光は瞬く間に屋敷内に拡散していき、それがなくなったかと思えば、アシュトンはすっかり元の状態に戻っていた。
さらに魔神も消滅してしまっていた。
(もしあれが、聖なる魔女の力に起因するなら……?)
何故なら──アシュトンから聞いた状況は、魔神の時と似ているように思えたからだ。
『とにかく、なにか動きがあればまたすぐに連絡する。心配するな。ノーラは必ず俺がなんとかする。カスペルは引き続き、屋敷の管理をしておいてくれ』
「分かりました」
それでアシュトンからの通信は切れた。
「カスペルさん。ノーラさんは……」
「ええ、聞いての通り、かなり危険な状況のようです」
カスペルが言うと、セリアの顔が青く染まる。
「そんな……ノーラさんがこのまま目覚めないなんてことがあったら……」
「大丈夫です」
セリアを安心させるために、カスペルは彼女に微笑みかけた。
「ノーラ様の傍にはアシュトン様がいます。だからきっと、アシュトン様がなんとかしてくれますよ」
「……カスペルさんはアシュトン様のことを、信頼しているんですね」
「ええ、もちろんです。それに──ノーラ様がこのまま眠り続けるとも思いません。だってノーラ様のことですよ? ずっと眠ったままで満足するようなお方じゃないでしょう?」
「ふふ、そうですね」
カスペルの言葉で、セリアの表情が少し柔らかくなる。
しかしそれで胸中の不安は完全に拭えないのか──無理して笑っているような表情だった。
──どうしてセリアがここにいるのか。
それはノーラが戻ってきているとセリアは考え、再度この屋敷を訪れていたからだ。
とはいえ。
(ノーラ様のお戻りは、もう少し先になる……と伝えていたはずですが、彼女には上手く伝わらなかったんでしょうか?)
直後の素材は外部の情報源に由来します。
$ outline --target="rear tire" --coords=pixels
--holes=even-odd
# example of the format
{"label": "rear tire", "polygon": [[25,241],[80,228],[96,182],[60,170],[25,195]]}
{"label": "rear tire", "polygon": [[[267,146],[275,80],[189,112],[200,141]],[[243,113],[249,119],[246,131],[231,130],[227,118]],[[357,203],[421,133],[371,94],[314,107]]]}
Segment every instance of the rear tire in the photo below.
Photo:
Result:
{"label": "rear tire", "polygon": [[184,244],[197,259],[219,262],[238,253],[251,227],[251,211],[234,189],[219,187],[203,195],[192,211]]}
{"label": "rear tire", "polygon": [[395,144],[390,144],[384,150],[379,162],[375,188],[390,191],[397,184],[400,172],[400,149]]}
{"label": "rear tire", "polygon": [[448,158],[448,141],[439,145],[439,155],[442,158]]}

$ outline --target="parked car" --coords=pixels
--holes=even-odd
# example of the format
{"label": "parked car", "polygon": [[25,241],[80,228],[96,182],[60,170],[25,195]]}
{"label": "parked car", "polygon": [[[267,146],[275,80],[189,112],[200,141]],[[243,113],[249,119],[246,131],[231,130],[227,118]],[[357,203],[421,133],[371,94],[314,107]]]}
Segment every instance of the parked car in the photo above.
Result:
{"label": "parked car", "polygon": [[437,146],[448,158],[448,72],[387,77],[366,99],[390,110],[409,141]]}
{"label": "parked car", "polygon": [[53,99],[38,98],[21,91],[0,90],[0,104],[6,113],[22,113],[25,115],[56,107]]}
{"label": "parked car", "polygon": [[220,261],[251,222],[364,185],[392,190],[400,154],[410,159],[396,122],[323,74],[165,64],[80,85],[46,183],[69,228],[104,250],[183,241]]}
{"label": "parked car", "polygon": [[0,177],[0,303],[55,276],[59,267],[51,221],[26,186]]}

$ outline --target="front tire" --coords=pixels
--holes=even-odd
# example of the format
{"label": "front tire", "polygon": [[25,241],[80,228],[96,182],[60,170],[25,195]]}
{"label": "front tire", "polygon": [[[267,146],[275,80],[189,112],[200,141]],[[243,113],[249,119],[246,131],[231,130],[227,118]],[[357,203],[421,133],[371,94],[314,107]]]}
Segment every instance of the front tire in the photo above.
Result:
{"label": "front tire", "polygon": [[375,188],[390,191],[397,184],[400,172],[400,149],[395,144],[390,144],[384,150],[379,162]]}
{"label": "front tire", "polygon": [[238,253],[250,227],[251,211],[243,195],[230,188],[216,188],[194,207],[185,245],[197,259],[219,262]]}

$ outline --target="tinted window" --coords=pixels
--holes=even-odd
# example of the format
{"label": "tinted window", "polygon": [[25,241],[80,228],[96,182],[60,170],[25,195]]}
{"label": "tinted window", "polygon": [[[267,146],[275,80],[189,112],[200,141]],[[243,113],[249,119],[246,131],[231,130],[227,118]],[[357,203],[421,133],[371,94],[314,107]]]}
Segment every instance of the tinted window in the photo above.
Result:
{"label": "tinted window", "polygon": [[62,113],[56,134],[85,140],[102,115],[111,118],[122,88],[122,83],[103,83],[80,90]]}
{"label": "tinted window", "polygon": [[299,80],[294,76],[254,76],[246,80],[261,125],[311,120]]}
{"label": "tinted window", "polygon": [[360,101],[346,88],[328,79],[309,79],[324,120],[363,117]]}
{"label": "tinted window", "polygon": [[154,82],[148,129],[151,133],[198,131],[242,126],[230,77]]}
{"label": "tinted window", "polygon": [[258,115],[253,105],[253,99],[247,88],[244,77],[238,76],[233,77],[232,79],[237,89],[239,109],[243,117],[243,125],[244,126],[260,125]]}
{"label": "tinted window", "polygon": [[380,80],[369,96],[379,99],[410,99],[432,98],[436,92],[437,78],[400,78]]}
とカスペルは少し不思議に思ったが、わざわざそれを口にするほどでもない。
しかしこのままセリアを帰らせるのも申し訳ないと考え、カスペルは先日と同じく、彼女に紅茶を振る舞っていたわけだ。
楽しいお茶会──のはずだった。
しかしノーラが倒れたという話が魔導具伝いで聞いて、一気にそんなムードは消えてしまった。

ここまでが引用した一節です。